One of the points that the book makes is that most of what passes for objectivity in the media is in fact neutrality. If two people report the progress of mowing a meadow and one says "we're finished" and the other "we haven't started", neutral reporting simply quotes both sides. Objective reporting goes and looks at how much grass is left.

Worse, more than 80% of the stories in our press have no journalistic oversight at all, let alone an objective appraisal. This is because they are the unmediated creations of Public Relations staff, either direct to the paper or via a press agency like PA, AP or Reuters — and note that press agencies explicity define themselves as neutral, not as journalistic:

What we are looking at here is a global collapse of information-gathering and truth-telling. And that leaves us in a kind of knowledge chaos, where the very subject matter of global debate is shifted from the essential to the arbitrary; where government policy, cultural values, widespread assumptions, declarations of war and attempts at peace all turn out to be poisoned by distortion; where ignorance is accepted as knowledge and falsehood is accepted as truth.

I found that this entire structure — nationally and globally, the news outlets themselves and the agencies which feed them — is now inherently vulnerable to being infiltrated by stories which are generated by PR acting for commercial and political interests.

(p. 154)

The whole thing is crazier than that. It's more like watching a mouse being thrown into a washing machine. Anything can happen to frail fragments of information as they are hurled from hand to hand, whirled through a clash of conflicting needs — do what the others do, be exclusive, steal other people's exclusives, sell papers, sell a bunch of second-hand ideas, save money, make money, make friends, hurt enemies, hype it, ramp it, tweak it, match it to a picture, match it to a space, splash it on the front, bury it inside. This isn't a conspiracy. It's just a mess.

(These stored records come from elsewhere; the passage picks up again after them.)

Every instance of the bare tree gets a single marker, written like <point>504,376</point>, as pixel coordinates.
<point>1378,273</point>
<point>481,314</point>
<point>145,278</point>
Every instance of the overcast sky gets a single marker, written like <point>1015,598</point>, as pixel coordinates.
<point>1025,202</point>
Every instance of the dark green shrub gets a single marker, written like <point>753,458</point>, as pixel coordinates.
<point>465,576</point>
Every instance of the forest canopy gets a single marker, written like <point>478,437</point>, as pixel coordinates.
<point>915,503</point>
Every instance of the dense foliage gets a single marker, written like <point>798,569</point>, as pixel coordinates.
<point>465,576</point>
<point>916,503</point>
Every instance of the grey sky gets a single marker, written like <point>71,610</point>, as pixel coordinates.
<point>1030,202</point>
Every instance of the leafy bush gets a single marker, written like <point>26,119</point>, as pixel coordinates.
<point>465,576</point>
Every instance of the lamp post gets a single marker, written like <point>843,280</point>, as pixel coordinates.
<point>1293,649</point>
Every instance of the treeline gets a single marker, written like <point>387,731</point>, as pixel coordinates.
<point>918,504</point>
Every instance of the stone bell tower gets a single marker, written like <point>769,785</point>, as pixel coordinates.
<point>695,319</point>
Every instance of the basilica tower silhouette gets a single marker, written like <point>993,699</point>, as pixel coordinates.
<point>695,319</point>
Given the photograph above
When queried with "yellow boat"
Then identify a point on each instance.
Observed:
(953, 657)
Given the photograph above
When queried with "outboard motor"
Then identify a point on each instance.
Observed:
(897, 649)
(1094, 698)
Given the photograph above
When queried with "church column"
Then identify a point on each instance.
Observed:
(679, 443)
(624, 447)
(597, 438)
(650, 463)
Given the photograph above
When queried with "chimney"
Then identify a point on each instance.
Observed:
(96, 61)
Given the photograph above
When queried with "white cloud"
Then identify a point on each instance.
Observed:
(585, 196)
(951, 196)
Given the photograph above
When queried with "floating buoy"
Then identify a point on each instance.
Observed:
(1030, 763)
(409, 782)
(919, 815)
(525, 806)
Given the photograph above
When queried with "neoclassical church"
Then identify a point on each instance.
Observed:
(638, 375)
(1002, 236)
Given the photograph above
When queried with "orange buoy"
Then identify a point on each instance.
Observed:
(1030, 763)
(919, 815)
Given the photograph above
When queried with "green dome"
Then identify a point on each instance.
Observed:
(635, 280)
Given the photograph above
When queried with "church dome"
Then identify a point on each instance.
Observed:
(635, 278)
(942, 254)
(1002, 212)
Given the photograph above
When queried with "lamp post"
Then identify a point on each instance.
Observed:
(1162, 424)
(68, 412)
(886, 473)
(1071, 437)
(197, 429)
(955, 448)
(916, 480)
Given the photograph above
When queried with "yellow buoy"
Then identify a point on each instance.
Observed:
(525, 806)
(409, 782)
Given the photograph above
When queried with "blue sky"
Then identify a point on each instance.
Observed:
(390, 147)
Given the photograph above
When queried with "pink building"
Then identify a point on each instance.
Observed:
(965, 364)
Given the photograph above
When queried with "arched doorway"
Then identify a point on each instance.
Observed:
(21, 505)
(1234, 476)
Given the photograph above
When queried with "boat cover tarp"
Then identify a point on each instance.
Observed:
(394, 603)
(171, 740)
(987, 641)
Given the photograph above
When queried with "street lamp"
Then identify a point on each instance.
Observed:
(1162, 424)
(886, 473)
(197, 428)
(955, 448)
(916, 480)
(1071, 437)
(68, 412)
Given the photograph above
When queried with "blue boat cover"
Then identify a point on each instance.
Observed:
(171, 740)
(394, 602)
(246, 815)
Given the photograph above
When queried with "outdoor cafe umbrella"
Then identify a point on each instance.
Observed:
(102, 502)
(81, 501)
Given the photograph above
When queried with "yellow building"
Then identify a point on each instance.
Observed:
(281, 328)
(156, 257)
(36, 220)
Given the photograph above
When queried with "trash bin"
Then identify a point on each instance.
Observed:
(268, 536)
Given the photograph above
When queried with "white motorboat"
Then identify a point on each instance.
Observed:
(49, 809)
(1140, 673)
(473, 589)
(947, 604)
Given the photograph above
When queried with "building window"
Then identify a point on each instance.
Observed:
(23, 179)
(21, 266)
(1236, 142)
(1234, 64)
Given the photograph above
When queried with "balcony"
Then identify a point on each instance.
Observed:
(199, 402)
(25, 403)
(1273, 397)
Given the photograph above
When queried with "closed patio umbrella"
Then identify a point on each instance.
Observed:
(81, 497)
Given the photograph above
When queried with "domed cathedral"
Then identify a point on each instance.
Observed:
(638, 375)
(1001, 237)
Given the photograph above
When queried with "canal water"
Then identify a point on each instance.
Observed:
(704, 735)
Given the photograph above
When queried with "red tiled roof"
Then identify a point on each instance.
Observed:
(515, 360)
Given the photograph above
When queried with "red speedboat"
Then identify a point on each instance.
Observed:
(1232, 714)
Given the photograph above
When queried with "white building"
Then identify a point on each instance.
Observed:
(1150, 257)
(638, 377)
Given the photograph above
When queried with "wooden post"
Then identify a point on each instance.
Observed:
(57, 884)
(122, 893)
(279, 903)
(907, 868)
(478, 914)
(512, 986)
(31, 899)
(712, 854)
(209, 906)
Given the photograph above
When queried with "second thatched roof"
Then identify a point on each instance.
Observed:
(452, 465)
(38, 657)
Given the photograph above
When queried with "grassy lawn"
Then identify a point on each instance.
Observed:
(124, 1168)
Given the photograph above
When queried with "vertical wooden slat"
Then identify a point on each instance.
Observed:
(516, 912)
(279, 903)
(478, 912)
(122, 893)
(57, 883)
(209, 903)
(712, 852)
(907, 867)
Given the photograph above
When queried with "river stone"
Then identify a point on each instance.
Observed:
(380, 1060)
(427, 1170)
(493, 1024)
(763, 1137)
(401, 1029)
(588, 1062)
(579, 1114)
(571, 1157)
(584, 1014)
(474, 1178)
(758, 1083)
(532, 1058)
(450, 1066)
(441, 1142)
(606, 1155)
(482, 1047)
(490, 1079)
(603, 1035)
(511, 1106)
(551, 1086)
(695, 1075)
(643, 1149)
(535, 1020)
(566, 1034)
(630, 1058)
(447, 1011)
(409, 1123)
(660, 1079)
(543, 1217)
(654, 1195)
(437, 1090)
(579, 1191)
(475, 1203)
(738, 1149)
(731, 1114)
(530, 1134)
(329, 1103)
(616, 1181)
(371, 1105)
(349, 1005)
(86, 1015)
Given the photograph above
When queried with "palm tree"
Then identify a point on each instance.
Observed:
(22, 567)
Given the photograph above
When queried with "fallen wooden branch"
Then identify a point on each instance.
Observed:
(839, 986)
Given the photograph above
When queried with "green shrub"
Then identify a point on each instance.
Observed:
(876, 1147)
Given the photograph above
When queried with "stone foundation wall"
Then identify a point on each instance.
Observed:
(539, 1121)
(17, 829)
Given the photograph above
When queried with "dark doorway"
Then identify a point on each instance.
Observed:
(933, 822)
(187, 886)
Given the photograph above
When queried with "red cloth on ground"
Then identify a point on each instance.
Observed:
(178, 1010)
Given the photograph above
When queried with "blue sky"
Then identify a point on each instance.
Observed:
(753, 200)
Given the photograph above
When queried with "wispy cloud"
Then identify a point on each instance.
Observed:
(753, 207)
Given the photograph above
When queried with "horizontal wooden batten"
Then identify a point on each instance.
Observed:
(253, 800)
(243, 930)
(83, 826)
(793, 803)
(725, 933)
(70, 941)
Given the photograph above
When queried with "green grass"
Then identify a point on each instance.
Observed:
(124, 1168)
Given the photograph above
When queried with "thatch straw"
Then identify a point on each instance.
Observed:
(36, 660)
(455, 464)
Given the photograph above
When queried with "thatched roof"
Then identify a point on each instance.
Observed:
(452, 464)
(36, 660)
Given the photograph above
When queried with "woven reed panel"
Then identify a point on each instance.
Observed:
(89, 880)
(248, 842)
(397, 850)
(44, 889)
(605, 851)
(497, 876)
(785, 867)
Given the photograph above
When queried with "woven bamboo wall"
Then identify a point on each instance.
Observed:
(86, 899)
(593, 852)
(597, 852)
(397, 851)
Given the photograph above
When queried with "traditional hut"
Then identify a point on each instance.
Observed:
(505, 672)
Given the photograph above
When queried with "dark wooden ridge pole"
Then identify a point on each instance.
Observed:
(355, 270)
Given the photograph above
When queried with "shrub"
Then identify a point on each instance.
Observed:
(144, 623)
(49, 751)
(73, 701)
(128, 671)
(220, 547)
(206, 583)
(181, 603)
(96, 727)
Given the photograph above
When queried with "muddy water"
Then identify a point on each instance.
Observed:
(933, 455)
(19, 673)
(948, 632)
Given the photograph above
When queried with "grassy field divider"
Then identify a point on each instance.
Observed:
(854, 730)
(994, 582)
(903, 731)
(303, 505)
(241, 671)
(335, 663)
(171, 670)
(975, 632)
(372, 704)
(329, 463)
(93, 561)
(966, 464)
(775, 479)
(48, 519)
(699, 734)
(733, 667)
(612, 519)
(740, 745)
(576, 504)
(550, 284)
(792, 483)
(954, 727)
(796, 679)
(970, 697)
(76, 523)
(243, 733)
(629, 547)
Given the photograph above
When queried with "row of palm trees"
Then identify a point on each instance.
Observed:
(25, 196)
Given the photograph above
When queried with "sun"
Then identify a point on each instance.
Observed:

The picture as a whole is much worse than the one I had expected to find when I set out to write this book. I started with the millennium bug, with the simple idea that the main reason why journalists produce stories which contain falsehood, distortion and propaganda, is that they don't know the truth themselves. Then I began to see the scale of this Flat Earth news.

I found that national newspapers and broadcasters across the developed world have been taken over by a new generation of corporate owners, who have cut their staffing and increased their output, heavily restricting the time available for journalists to check the truth of what they write. I found that the same owners have caused the disintegration of the old network of local, front-line reporters, in domestic and foreign coverage, heavily restricting the flow of raw information to these hard-pressed national newsrooms.

I found that national journalists have been forced to rely overwhelmingly on the output of a tiny number of wire agencies — one for the whole of the UK, just two big ones for the whole of the world — and that none of these agencies has anything like the manpower needed to cover its patch; none of them has anything like the scope of the old network it has replaced; none of them generally gives its own editorial staff enough time to function as effective journalists; none of them generally attempts to check the truth (as opposed to the verbatim accuracy) of its stories. (p. 153)

As Nick says, this isn't a conspiracy but it is an unholy mess. And as Chomsky and others proved long ago it is far from the case that our news media were perfect even before this latest round of corporate incursions. There are no demons here though — just the rational choices of reasonable people operating within a broken system, the end result being broken media. Cut!